The first, Ecotones, explores spaces where different ways of living, knowing, and relating to nature and culture converge and influence one another. The Short Century invites a reappraisal of the role of African liberation and independence movements in shaping transnational art and publishing between 1945 and 1994. Annotations draws on experimental literary strategies to investigate alternative approaches to reading history. Finally, The Living Archive emphasises embodied, artist-led archival methods that prioritise community, memory, and ongoing transformation.

Tickets for the symposium will be available to purchase in September 2025.

The Short Century Intensive

The Short Century Intensive is a hybrid research fellowship initiated by G.A.S. that will bring together five U.S.-based fellows between July and November 2025, culminating in a week-long gathering in Lagos during Lagos Art Week. Anchored in the broader framework of The Short Century, the intensive invites fellows to explore overlooked narratives and transnational archival traces of African liberation and independence movements spanning the period from 1945 to 1994.

 

Framing this historical moment as a compressed yet generative period in the 20th century, the intensive approaches it as a formative ecotonal space—an in-between zone where shifting networks, collaborations, and tensions gave rise to new ecologies of African and Afro-diasporic relation. Throughout the week, fellows will engage across artistic registers, working with and against the archive to excavate overlooked genealogies, trace transnational connections, and rehearse speculative forms of citation and annotation. At its core, the intensive asks: what forms of relation are possible within the archives of the compressed 20th century?
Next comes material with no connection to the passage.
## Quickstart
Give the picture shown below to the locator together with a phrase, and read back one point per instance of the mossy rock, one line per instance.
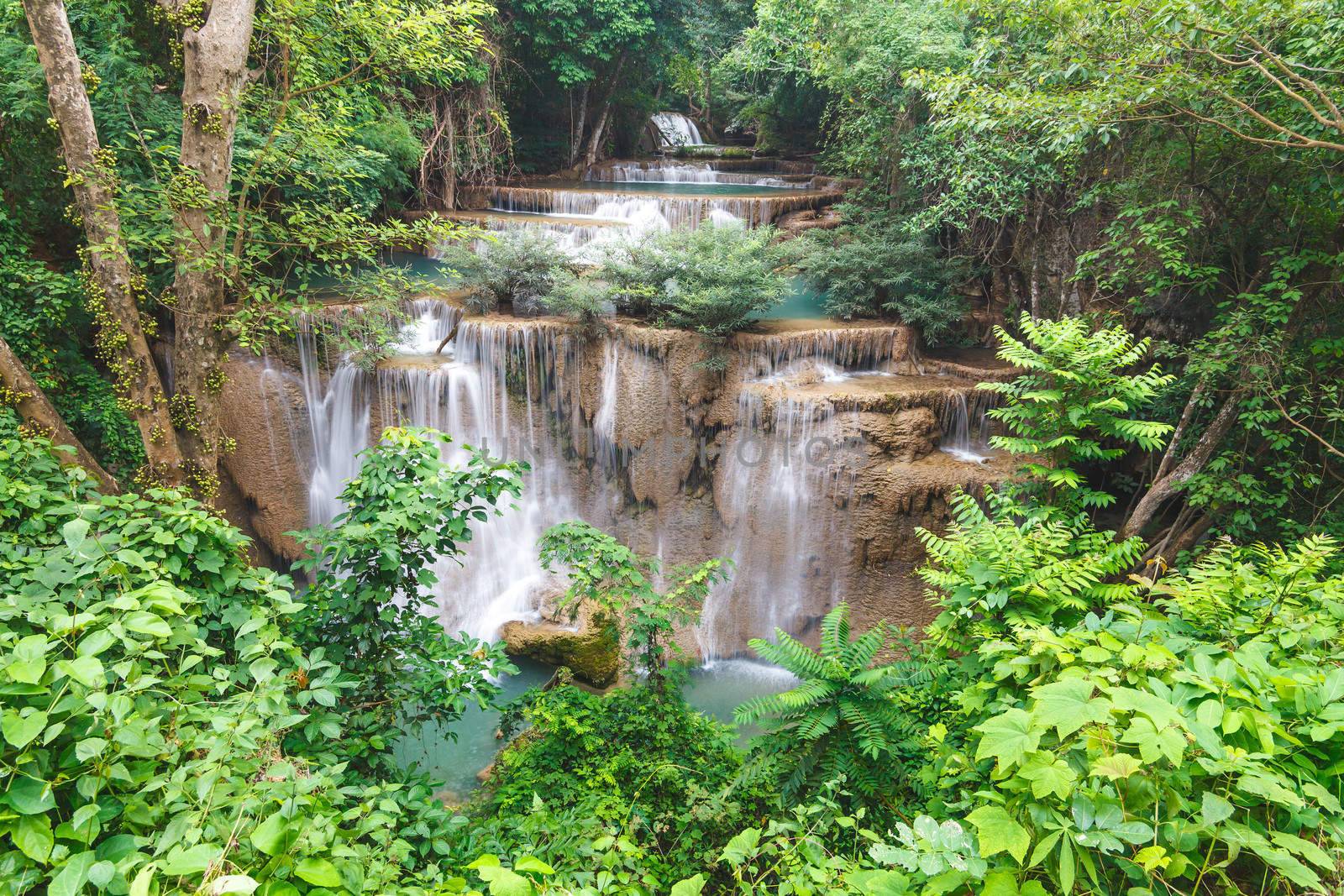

African Arts Libraries Lab (AAL Lab)

The African Arts Libraries Lab (AAL Lab) is a new network convened by G.A.S. and Y.S.F. that unites a dynamic group of African arts libraries and publishers across cities including Lagos, Dakar, Marrakesh, Cairo, Nairobi, Cape Town, Limbe, and beyond, to engage critical questions on publishing practices, libraries, and archives in Africa. Museums and institutions in Europe and North America will be invited to participate in collective experimentation with AAL Lab members, encouraging new ways of networking, preserving, and activating African and Afro-diasporic library collections across multilocational sites.

 

Through the African Arts Libraries Affiliates Network, the Lab extends to arts libraries, publishers, and research institutions worldwide that hold significant African and Afro-diasporic collections, inviting them to support African-led infrastructures through knowledge exchange, co-curation, joint research, and capacity-building. The network nurtures a global community that amplifies African and Afro-diasporic art collections while promoting inclusive access and sustainable preservation.

AAL Lab Convenings

The AAL Lab Convenings, under the title Contemporary Art and Archive Practices in Context, are a series of public events hosted by AAL Lab members across multiple locations to share research, foster dialogue, and amplify African archival voices. Drawing from Re:assemblages 2025–26’s conceptual themes, Ecotones, The Short Century, Annotations and The Living Archive, each convening will feature reflections from the inaugural cohort of the African Arts Libraries Lab (AAL Lab) and wider public, encouraging collaboration, new research methodologies, and critical interventions. 

 

Each convening will culminate in a micro-publication that documents its outcomes, advancing new approaches to archival storytelling and knowledge sharing. The convenings will also contribute to the Archive Futures Repository, a living digital resource offering tools that support evolving models of archival stewardship and activation.